American basketball player and coach (1890–1971)

Laurence Wild (May 1, 1890 – May 26, 1971) was a United States Navy Captain, college basketball player and coach, and the governor of American Samoa from August 8, 1940, to June 5, 1942. Wild was born in Wilber, Nebraska, and lived in the 4th Congressional District of Nebraska for much of his adult life. He graduated from the United States Naval Academy in 1913; while there he played for the Navy Midshipmen basketball team, and was named a 1913 NCAA Basketball All-American. He returned as head coach of the team for one year (1913–14), coaching for ten games and winning all of them.

While a Lieutenant Commander, Wild served as a communications officer for Submarine Squadron 11. President of the United States Franklin Roosevelt recommended Wild for the rank of captain in 1939.

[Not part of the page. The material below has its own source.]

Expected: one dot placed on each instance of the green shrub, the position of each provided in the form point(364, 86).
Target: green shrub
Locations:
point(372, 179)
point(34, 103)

During his governorship, a more complicated political structure arose in American Samoa when Brigadier General Henry Louis Larsen of the United States Marine Corps became Military Governor and Island Commander of Tutuila. Though Larsen outranked him and commanded the military on the island, Wild held the senior position, and ultimately maintained control over the administration of all the islands in American Samoa. On March 13, 1941, Wild ordered the construction of an airfield on the main island.

Governor Wild was the first wartime governor of American Samoa. Under his administration, preparations for the defense of Tutuila, particularly Pago Pago, commenced. On January 5, 1942, the U.S. Navy began mining the approaches to Pago Pago. Wild recommended to the Chief of Naval Operations the establishment of an insular native force distinct from the Fitafita Guard. This led to the creation of a force that later became the First Samoan Battalion, U.S. Marine Corps Reserve.

He died in Coronado, California on May 26, 1971.